Saya terbiasa kalah. Namun oleh lewatnya waktu, kini terasa manis. Lantaran, kekalahan masa lalu; pengalaman-pengalaman itu; ternyata telah memperkaya batin saya, dan saya yakin, juga batin teman-teman Komunitas Kebon Sirih.


Alhamdulillah, konstitusi kita telah mengalami perubahan sehingga menjamin ruang kebebasan bagi warganegaranya. Modal konstitusional, sudah ada di kantong, setidak-tidaknya. Dan karenanya, kita tidak lagi menjadi “minder” mempermasalahkan hak-hak warganegara.
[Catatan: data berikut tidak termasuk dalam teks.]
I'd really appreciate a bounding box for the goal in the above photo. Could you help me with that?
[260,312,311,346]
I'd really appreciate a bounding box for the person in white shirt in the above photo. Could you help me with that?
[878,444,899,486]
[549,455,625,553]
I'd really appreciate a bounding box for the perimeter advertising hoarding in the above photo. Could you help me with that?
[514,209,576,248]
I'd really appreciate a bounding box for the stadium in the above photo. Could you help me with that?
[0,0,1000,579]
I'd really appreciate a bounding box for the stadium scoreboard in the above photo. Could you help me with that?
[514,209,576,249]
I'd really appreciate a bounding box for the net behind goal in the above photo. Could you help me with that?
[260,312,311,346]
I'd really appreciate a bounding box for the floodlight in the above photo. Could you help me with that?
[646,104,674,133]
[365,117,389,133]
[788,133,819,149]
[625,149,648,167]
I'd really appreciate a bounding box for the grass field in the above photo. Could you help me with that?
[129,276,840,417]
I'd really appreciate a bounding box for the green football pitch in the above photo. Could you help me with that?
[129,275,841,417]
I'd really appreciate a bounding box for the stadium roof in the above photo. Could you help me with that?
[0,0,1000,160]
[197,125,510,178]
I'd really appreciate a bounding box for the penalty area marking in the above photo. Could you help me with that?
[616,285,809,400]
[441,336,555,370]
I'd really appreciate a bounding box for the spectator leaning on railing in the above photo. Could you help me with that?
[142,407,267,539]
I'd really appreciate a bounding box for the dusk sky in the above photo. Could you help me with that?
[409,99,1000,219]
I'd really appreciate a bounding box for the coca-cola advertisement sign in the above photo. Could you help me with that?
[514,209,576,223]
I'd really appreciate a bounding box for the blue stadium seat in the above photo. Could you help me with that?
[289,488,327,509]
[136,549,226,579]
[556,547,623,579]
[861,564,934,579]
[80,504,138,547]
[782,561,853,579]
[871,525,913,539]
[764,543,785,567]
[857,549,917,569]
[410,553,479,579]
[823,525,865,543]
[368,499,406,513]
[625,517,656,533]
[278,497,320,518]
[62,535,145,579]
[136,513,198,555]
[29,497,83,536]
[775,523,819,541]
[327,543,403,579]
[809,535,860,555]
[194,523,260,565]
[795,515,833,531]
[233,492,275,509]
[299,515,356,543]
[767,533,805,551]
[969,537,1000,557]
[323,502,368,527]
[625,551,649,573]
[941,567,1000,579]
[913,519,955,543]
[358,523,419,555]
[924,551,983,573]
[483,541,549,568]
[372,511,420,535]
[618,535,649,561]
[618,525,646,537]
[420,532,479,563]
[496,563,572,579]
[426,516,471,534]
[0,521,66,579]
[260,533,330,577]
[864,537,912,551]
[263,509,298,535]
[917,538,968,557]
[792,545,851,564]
Saya malu mengatakan “ Selamat berjuang “. Saya ganti saja deh, sebagai takzim saya kepada anda: Tabik, teman-teman.


Jakarta, 30 Juli 2004.

Zainal A. Suryokumo.


[Catatan Kuncen: Tulisan ini, merupakan email yang dikirimkan almarhum Zainal Abidin Suryokusumo kepada rekan-rekannya para anggota KPI, pada tanggal tersebut diatas. Arsip email ini ditemukan Tantri Suryokusumo, puteri almarhum, di dalam laptop peninggalan Bung Zainal. Tantri kemudian mengirimkannya ke Blog Bung Daktur ARH).